D is for
DESCARTES
In his Meditations Renee Descartes famously sets out to find a trustworthy ground for knowledge. That is he is looking for the certain, the indubitable and (of course) sets out to find it by trying to doubt everything and begin anew, counting only on what cannot be doubted. In 1637 he formulated that in French: je pense, donc je suis, a few years later he’d say it in latin with his famous Cogito ergo sum (usually translated: “I think therefore I am”). Just shy of 300 years later Husserl would provide a more intentional version saying: Ego cogito cogitatum (I think thoughts).
DESTRUCTURING
Fragmentation or disintegration of a structure, in which the tendency of the process that gave it origin is discontinued. In a closed system, the disarticulation of both a structure and its environment is correlated so as not to allow for the new surpassing the old
Based on the definition found in The Dictionary of New Humanism, in Silo; Collected Works Vol 2.
DISCRIMINATION
(L. discriminare, to separate, differentiate). d. designates a form of treating persons, organizations and states as inferior due to factors such as race, ethnicity, gender, age, culture, ideology, etc. A premeditated depriving or curtailing of rights and privileges. One form of political d. is the restriction of a person’s or group’s right to vote or to be elected to public office.
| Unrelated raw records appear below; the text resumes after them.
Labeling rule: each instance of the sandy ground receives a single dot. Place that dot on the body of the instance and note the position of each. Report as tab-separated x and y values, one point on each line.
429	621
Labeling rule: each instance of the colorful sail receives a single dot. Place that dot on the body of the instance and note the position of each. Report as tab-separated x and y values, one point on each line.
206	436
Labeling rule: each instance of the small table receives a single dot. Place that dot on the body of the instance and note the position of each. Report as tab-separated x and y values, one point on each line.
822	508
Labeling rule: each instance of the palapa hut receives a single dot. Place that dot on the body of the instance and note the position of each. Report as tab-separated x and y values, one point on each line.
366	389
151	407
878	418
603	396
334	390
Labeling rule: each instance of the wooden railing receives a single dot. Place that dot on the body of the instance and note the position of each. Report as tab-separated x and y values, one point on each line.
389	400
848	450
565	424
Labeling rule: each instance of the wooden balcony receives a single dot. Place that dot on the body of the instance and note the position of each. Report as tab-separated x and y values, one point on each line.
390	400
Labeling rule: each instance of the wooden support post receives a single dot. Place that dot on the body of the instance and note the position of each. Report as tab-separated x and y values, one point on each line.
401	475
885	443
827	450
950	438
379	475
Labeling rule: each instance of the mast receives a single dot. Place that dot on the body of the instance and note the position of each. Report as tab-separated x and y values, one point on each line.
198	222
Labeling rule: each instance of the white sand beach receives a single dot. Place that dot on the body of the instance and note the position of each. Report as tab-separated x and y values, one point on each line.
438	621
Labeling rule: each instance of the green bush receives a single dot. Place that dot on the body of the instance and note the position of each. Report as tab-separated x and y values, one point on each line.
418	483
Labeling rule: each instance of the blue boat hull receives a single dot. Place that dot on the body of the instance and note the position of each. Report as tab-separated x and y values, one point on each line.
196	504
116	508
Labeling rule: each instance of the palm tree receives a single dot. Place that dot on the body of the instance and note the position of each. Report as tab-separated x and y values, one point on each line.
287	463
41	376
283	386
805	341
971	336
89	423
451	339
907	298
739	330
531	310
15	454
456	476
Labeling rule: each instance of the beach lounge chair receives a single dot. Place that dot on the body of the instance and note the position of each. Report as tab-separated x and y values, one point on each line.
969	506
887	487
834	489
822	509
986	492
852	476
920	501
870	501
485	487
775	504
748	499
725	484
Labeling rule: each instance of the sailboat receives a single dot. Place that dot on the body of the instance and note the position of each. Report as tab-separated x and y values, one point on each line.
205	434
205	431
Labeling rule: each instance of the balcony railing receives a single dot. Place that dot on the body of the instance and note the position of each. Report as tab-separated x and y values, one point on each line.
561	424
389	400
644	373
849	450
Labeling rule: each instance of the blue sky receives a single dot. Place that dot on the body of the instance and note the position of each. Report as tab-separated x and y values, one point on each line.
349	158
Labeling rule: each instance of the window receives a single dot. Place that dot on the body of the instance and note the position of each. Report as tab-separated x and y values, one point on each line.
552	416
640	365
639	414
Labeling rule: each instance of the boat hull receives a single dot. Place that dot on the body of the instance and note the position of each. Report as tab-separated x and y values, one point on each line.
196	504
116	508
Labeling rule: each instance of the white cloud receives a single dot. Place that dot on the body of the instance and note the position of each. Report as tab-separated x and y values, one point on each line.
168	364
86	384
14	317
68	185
Any overt or covert act of differentiation or segregation, of an individual or human group, that entails the negation of their intentionality and freedom is d. Such d. is always accompanied by affirming a difference with this person or group based on special attributes, virtues, or values that the parties exercising d. claim for themselves. Such a procedure is correlated with an objectifying “look” (a sensibility or an ideology) vis à vis human reality.
N.H. condemns d. in all its manifestations and in every case calls for its exposure.
Based on the definition found in The Dictionary of New Humanism, in Silo; Collected Works Vol 2.